Actively searching the Internet inflates our sense of the knowledge we actually possess, a new study has claimed.
Because the Internet surpasses any person in accessibility, speed, and breadth of knowledge, the Internet may be treated as an all-knowing expert transactive memory partner, researchers said.
However, researchers from the Yale University in US suggest that these same features may exacerbate potentially negative effects of transactive memory, in particular conflating knowledge for which a partner is responsible with knowledge one actually possesses.
Each of the experiments had an induction phase followed by a self-assessment phase.
In the subsequent self-assessment phase, participants were asked to rate how well they could explain the answers to groups of questions from a variety of domains that were unrelated to the induction phase questions.

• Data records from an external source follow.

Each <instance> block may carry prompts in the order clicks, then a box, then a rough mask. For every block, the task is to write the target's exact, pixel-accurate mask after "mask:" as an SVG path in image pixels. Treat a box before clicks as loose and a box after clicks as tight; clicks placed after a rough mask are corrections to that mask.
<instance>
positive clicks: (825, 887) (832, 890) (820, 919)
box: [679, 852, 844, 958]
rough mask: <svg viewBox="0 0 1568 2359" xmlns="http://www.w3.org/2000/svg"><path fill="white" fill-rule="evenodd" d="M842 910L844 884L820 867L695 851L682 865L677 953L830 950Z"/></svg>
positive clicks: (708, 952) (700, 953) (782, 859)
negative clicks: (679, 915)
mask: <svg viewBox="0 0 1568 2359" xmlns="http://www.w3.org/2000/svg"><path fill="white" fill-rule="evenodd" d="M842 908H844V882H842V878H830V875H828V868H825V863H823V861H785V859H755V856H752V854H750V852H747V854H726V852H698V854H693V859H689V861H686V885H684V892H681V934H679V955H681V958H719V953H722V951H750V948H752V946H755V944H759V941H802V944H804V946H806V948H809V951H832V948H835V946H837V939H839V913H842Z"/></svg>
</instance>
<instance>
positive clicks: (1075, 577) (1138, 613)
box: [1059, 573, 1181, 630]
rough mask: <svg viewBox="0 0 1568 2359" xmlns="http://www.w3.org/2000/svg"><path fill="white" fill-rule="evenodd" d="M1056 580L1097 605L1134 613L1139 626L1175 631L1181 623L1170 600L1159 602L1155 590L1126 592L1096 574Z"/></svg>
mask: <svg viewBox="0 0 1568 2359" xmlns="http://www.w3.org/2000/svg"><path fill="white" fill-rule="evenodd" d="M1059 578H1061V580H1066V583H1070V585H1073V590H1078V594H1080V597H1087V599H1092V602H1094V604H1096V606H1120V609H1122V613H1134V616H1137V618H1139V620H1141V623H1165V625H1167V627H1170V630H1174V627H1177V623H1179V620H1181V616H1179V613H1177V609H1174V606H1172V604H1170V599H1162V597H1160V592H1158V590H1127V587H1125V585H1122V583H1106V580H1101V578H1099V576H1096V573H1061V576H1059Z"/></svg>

Participants who searched the Internet in the induction phase rated themselves as being able to give better explanations than participants who were not allowed to search the Internet.
This result was obtained even when participants in the Internet condition were given a specific web source to find and participants in the no Internet condition were shown text from that same website.
Higher self-assessed knowledge was also observed following unsuccessful Internet searches (eg, searches that did not yield an answer to the question).
The results suggest that it is the act of searching online that promotes increases in self-assessed knowledge, and this effect is limited to domains where the Internet might plausibly be of use, researchers said.
Together, this series of experiments demonstrates that actively searching the Internet inflates our sense of the knowledge we actually possess because we fail to recognise the extent to which we rely on external sources for information.
The study was published in the Journal of Experimental Psychology: General.